Desch grew up on Staten Island, New York, where the family helped out Noraid during the 1970s and later. Like the others, she sees the future as something requiring co-operation and agreement, though the Irish Government’s decision not to plan for unification is disappointing for many of them.

A decision to hold a unification referendum requires approval from the Northern Ireland Secretary of State. “So, that’s always the fly in the ointment, right?” she says.

The passage of time helps, Desch argues. “I always believe that as you distance yourself from the violence, the sadness of it, the hatred of it and start to build together, that unity is inevitable.”

Taoiseach Micheál Martin’s Shared Island programme is applauded, but few, if anyone, in the AOH group believe it goes far enough.

Desch is more supportive than many. “You build on what you can, as it goes.
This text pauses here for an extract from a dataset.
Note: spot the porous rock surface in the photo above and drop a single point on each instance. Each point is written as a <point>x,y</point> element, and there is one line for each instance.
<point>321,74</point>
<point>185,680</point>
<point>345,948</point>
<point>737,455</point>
That’s a great way to keep going, sharing hospitals, sharing infrastructure, all of that.

“The (Irish) Government has a lot of practical issues they’re trying to deal with and that’s quite understandable, but you always need to think about what the people, in their heart of hearts, want.”

In Mentel’s eyes, Irish-America has moved on, but it has not left its past behind. The AOH was founded in 1836, he notes, and one of its main purposes then was “freedom for all Ireland when it was doubted that any of it could be free”.

“We’re still following through on that. We hope to work with others to achieve it. But Irish America is not living in nostalgia – it has moved past that. It is sitting in 2026 and looking forward,” he says.

“Our role is to encourage, it’s not interference. It’s not just about singing Four Green Fields, and all that. There’s now a more sophisticated Irish America that’s yearning and listening.”

During the trip, tour leader Martin Galvin – the face of Noraid during The Troubles – walked towards the Guildhall for a presentation by the mayor of Derry, Sinn Féin’s Ruairí McHugh, to Kathleen Savage.

Galvin remains insistent that the opinions he held in the past were right, that they have been vindicated, though questions about the legacy questions facing the IRA are deflected.

The interests of everyone in each of the 32 counties will, he says, be better served by an Irish government in Dublin than having “the six counties’ interests decided to suit English interests at Westminster”.